Pulitzer-winning author Oscar Hijuelos died on Saturday in Manhattan at age 62. According to his wife, writer and editor Lori Marie Carlson, the Cuban-American writer collapsed on a tennis court and never regained consciousness.
Hijuelos won the Pulitzer Prize for fiction in 1990 for his book The Mambo Kings Play Songs of Love. He was the first Latino to be awarded what is perhaps the most distinguished prize in the literary world.
Hijuelos was born in New York City in 1951 to Cuban immigrant parents. He was said to have been more American-Cuban than Cuban-American.
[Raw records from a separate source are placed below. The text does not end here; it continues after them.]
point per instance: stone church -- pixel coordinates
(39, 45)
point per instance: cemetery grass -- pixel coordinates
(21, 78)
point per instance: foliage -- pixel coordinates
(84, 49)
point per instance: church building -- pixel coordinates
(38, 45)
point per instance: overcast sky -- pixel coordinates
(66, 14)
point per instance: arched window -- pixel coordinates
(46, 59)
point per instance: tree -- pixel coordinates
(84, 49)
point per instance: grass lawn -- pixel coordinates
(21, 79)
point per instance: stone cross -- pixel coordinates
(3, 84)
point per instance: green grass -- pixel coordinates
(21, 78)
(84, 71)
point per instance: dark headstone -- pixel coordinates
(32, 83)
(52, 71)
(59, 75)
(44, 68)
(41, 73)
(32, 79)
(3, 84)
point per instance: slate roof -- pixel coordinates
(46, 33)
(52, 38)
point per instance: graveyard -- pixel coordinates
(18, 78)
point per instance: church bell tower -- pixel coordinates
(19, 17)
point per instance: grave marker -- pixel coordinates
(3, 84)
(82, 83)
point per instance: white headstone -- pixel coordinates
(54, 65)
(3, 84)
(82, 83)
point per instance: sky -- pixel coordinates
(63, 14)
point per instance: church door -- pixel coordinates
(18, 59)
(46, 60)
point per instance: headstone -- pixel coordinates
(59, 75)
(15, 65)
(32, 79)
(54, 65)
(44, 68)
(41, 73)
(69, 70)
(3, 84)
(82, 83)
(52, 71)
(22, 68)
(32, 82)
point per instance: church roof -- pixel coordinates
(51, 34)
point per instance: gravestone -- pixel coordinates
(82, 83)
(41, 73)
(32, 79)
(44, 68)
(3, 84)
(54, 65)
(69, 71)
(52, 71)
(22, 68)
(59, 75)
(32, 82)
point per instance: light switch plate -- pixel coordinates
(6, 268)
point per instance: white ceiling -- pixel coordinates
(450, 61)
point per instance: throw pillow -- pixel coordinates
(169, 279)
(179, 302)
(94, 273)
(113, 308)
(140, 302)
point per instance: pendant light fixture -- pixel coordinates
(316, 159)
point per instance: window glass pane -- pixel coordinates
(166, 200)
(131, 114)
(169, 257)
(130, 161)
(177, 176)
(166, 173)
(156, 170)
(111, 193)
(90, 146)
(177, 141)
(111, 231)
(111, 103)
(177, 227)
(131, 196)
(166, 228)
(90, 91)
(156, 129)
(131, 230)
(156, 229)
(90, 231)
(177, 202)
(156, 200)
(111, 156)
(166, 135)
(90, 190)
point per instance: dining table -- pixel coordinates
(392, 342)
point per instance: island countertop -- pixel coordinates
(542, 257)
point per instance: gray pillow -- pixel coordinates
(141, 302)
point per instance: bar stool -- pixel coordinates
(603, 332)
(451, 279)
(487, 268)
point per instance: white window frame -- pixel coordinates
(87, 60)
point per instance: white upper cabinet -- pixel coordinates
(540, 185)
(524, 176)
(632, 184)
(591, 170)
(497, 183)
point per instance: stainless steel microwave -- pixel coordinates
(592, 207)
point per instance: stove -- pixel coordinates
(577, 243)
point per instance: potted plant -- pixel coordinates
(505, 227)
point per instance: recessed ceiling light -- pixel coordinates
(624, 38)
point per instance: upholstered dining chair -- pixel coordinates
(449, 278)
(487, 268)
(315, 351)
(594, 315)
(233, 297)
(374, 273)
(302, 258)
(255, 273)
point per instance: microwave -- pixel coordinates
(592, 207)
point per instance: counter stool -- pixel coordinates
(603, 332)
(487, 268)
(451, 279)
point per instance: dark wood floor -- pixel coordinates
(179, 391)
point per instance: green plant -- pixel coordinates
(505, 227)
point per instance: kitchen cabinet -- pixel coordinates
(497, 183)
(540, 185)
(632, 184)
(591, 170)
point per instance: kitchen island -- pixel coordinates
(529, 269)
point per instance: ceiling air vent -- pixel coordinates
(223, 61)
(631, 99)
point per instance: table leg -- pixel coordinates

He often wrote about the immigrant experience.
The Mambo Kings Play Songs of Love centers around two brothers – Cesar and Nestor Castillo – who immigrated to the US from Cuba in 1949. The two musicians settled in New York City, and through their story, Hijuelos offered readers a rich glimpse of Cuban-American life in the 1950s.
The novel was adapted to film in 1992 and to a musical stage play in 2005.
Hijuelos graduated from the City University of New York in 1975, and earned his M.A. in creative writing a year later. From 1977 to 1984, he worked in an advertising agency by day and wrote fiction by night.
His first novel, Our House in the Last World, was published in 1983, and told the story of a Cuban-American family living in New York’s Spanish Harlem in the 1940s.
In 1985, Hijuelos won a National Endowment for the Arts fellowship that allowed him to focus full time on researching the 1950s Cuban music that would feature so heavily in The Mambo Kings Play Songs of Love.
He went on to write several more novels and, in 1992, published his memoir: Thoughts Without Cigarettes.